Commentary: Astros must wonder about Lidge

After surrendering two clutch home runs, Lidge's confidence might be a factor in Houston's strategy

? There’s no doubting Brad Lidge’s character. Minutes after giving up a gut-punch, game-losing home run to Chicago’s Scott Podsednik on Sunday night, the Houston Astros closer stood in front of his locker and faced waves of reporters.

He gave Podsednik credit. He compared this homer to the three-run rocket he’d surrendered to St. Louis slugger Albert Pujols six nights earlier. He vowed to keep pitching the way he did to save 42 games in the regular season.

Technically, Lidge is having trouble with his windup: He keeps throwing pitches that wind up in the seats.

But then, it’s not Lidge’s character that the Astros must wonder about as the World Series continues Tuesday night. It’s his confidence.

No one has any trouble imagining what it was like for Podsednik to end a World Series game with one swing, or the rush that Sox first baseman Paul Konerko got from hitting a grand slam two innings earlier.

“Impossible to describe,” Podsednik said.

“An out-of-body experience,” Konerko said.

It’s probably just as impossible to describe what Lidge felt, what Mitch Williams and Dennis Eckersley before him felt. One thing’s for sure: There’s nothing out-of-body about it.

It’s right there in the stomach, in the heart, and surely in the head.

For the Astros, this Series is becoming a scrapbook of regret. The White Sox are both very good and very lucky, rising to occasions and taking advantage of bad umpiring.

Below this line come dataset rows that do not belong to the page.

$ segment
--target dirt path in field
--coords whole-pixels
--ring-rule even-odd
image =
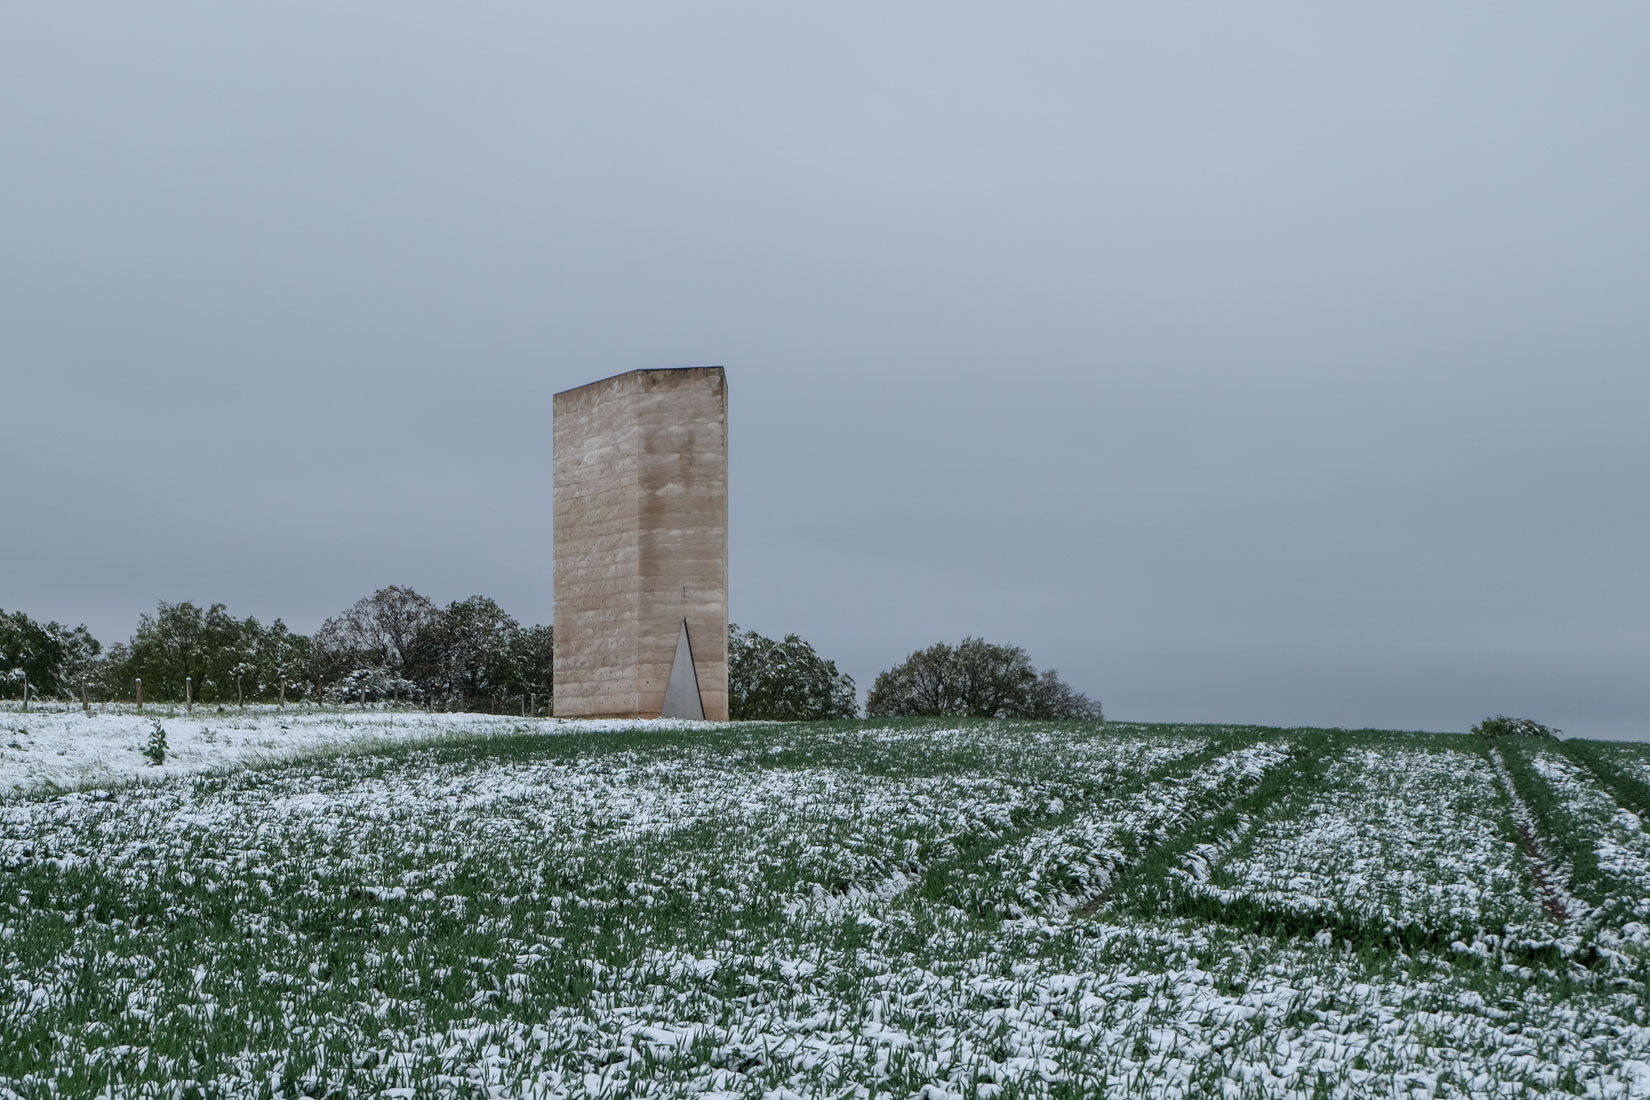
[[[1524,850],[1524,858],[1529,861],[1530,875],[1535,879],[1535,888],[1541,895],[1541,909],[1554,924],[1567,924],[1586,907],[1570,893],[1562,876],[1554,871],[1546,853],[1541,850],[1541,841],[1535,835],[1535,815],[1530,813],[1530,808],[1513,786],[1512,772],[1501,758],[1501,751],[1491,749],[1490,760],[1495,764],[1501,786],[1512,802],[1513,827],[1518,830],[1519,846]]]
[[[1541,849],[1536,845],[1535,834],[1522,821],[1513,823],[1518,828],[1518,840],[1524,849],[1524,858],[1530,861],[1530,874],[1535,877],[1535,888],[1541,892],[1541,908],[1554,924],[1564,924],[1570,919],[1570,910],[1565,908],[1564,895],[1567,890],[1553,880],[1552,872],[1547,869],[1547,862],[1541,857]]]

“They keep doing everything right,” Astros manager Phil Garner said.

What the Astros can cling to is this: Being down two games to none in World Series games is no more hopeless than being 15-30 in the regular season. They overcame that terrible start to win the National League wild card. And they came back to win Game 6 of the NL Championship Series after being stunned by Pujols’ Game 5 homer.

“This team is resilient,” career Astro Craig Biggio said.

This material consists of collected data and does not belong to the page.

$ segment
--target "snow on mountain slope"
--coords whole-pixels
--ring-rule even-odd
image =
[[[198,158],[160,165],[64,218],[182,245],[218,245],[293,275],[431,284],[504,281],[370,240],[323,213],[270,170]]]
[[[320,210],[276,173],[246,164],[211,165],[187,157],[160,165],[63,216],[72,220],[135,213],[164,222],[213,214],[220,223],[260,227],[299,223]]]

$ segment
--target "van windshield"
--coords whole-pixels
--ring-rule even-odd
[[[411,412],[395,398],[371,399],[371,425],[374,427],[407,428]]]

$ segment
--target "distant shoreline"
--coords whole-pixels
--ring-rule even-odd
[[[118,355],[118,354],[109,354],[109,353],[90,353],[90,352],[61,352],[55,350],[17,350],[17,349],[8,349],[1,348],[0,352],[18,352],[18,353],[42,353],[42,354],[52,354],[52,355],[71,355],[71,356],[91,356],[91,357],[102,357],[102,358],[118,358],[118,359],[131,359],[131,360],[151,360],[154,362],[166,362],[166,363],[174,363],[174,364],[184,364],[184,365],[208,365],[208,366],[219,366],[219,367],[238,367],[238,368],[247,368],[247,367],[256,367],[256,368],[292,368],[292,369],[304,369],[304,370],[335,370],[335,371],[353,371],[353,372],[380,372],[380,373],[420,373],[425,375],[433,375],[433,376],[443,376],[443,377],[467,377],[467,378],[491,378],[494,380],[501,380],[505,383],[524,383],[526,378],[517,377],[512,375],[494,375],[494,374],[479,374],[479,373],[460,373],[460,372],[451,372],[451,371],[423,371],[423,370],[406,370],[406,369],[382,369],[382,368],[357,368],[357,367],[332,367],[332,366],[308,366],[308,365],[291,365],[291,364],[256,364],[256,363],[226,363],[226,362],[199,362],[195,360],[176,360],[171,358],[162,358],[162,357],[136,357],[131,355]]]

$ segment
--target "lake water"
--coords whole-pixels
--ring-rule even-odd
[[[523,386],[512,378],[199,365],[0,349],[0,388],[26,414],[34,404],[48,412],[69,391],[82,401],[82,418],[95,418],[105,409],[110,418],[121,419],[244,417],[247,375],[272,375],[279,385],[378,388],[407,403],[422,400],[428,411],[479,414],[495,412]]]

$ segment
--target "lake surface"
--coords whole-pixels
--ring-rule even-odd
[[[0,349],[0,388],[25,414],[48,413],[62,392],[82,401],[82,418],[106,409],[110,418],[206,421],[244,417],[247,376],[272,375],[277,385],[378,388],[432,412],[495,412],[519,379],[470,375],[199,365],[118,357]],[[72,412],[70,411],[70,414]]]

You wonder now, though. The Astros showed that fighting spirit in Game 2 in Chicago. Down 6-4 after Konerko’s slam, Houston battled back to tie the game in the top of the ninth.

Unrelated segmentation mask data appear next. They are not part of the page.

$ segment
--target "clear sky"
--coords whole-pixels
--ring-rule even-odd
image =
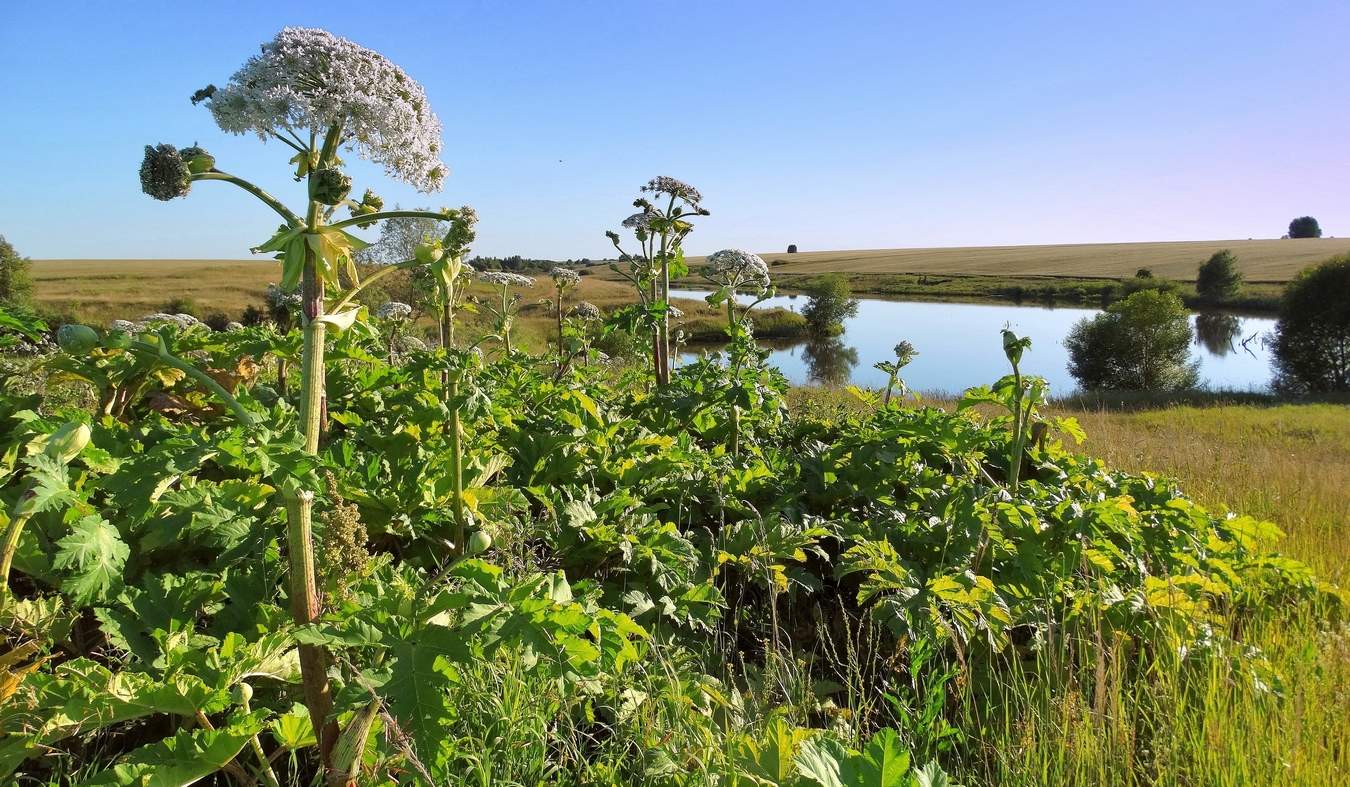
[[[0,234],[52,257],[243,257],[272,214],[140,192],[199,142],[289,201],[290,150],[188,96],[285,25],[421,81],[475,251],[604,256],[672,175],[693,253],[1350,234],[1350,2],[37,3],[0,7]],[[86,6],[86,7],[81,7]],[[351,157],[349,157],[350,159]]]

Then came Podsednik. For the Astros, it was like reaching the top of Everest only to have the Sox shove them back to the bottom again.

Biggio is having a so-so World Series, and it’s a mystery why Garner chooses to have him lead off when speedy Willy Taveras is constantly getting on base. Jeff Bagwell is a shadow of the player he once was. Roger Clemens, whose signing two years ago marked the beginning of Houston’s new era, looked every bit of his 43 years as he limped off the field after just two innings in Game 1.

Clemens may not pitch again. Bagwell will be back on the bench, available to pinch-hit, as the Series moves to the National League park.

The Astros’ best hope is Roy Oswalt. Their best pitcher of the postseason will start tonight and try to start another climb up that mountain.